De Minister heeft op de brieven telkens nog op dezelfde dag dat de brieven intern aan hem waren doorgezonden handgeschreven zijn akkoord verleend.
2.12
Bij brief d.d. 30 maart 2016 (verzonden op 5 april 2016) heeft DIP een nieuw concept Ministeriele Beschikking verzonden aan de Minister in verband met het optierecht van IER op het perceel (verzoekschrift, prod. 4).
2.13
Bij Ministeriele Beschikking d.d. 7 april 2016 is de termijn van het optierecht verlengd met 6 maanden (verzoekschrift, prod. 4). Ten aanzien van de voorwaarden en bepalingen waaronder het optierecht wordt verleend, is in de Ministeriele Beschikking bepaald dat de voorwaarden en bepalingen uit de Ministeriele Beschikking d.d. 7 april 2015 van kracht blijven, behoudens hetgeen in de Ministeriele Beschikking in artikelen I.1 tot en met 4 en 7 is bepaald. In artikel I.1 is met betrekking tot de bestemming bepaald:
“1. Het recht van erfpacht wordt verleend tot verkrijgen van het recht van erfpacht op het aangegeven perceel domeingrond met het doel het bouwen, hebben en exploiteren van een commercieel pand, waarin worden ondergebracht winkels en horecagelegenheden, welk gebouwd zal worden conform de door de Dienst Openbare Werken goedgekeurde bouwtekeningen en af te geven bouwvergunning.
2. Het recht van optie wordt verleend voor de duur van twaalf maanden, aanvangende op 7 oktober 2015 en eindigende op 6 oktober 2016.
3. Voor het hebben van het recht van optie is een bedrag van Afl. 23.220,= (…) verschuldigd, te voldoen binnen een maand na dagtekening van de beschikking. (…)

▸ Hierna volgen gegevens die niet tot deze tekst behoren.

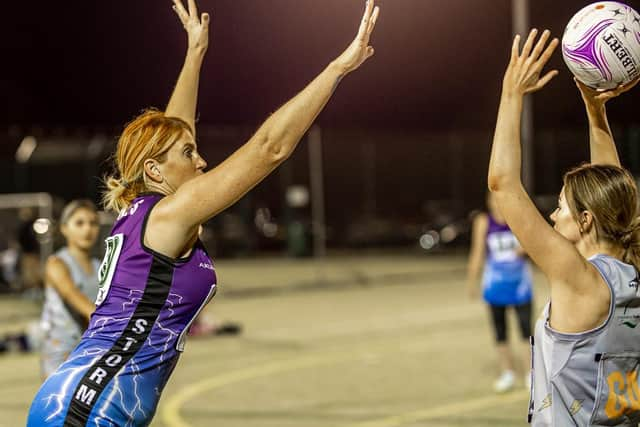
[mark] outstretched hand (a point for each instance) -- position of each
(523, 73)
(595, 98)
(197, 27)
(359, 50)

4. Binnen de optietermijn dient het volgende ter goedkeuring aan de minister van Ruimtelijke Ontwikkeling, Infrastructuur en Integratie te worden overgelegd:
a. een bebouwingsplan van het project verdeeld over het terrein (lay-out plan);
b. gedetailleerde bouwtekeningen die benodigd zijn voor de aanvraag van een bouwvergunning waaruit o.a. moet blijken dat het desbetreffende project in de omgeving past, een en ander in overleg met de Dienst Openbare Werken;
c. een haalbaarheidsstudie (feasibility study) van het project;
(…)
h. een Environmental Impact Assesment (EIA), op te stellen door een erkend en ervaren adviesbureau, zoveel mogelijk in overleg met lokale deskundigen en milieugroepen. (..)”
2.14
In de Ministeriele Beschikking d.d. 7 april 2015 waren, onder meer, de volgende voorwaarden opgenomen:
“4. (…)
De EIA dient de volgende onderwerpen te adresseren:
  • de topografie en geologie van het terrein en directe omgeving;
  • het grondwater- en waterloopkundig onderzoek, en het mogelijke effect van het project op de regenwaterafvoer. Oplossingen ter zake dienen in nauw overleg en met de goedkeuring van de Dienst Openbare Werken te worden gezocht en geïmplementeerd;
  • de esthetica van het beoogde project;
  • water-, bodem- en luchtvervuiling;
  • het mogelijke effect van het project op de ecologie ter plaatse;
  • de mogelijke windeffecten die veroorzaakt kunnen worden door de gebouwen.
(…)”
2.15
Op 24 mei 2016 heeft RBC Royal Bank aan het Land c.q. DIP het volgende bericht (cva, prod. VII):
“(…) Wij hebben van de UBO van Island Estates Realty N.V., begrepen dat het bovengenoemde terrein zal worden aangewend voor het bouwen, hebben en exploiteren van een commercieel pand, waarin worden ondergebracht winkels en horecagelegenheden, waarvan de constructiekosten worden geschat op AWG 2,100,000.= en dat deze constructie voornamelijk uit eigen vermogen zal worden gefinancierd. Wij hebben in overleg met UBO geverifieerd dat zij over voldoende eigen vermogen beschikt om zulks te doen. (…)”
2.16
Het adviesbureau ‘ACE Firm Engineering’ (hierna: ACE) heeft op 13 juli 2016 een Environmental Study (hierna: het EIA) met betrekking tot het perceel uitgebracht (verzoekschrift, prod. 5).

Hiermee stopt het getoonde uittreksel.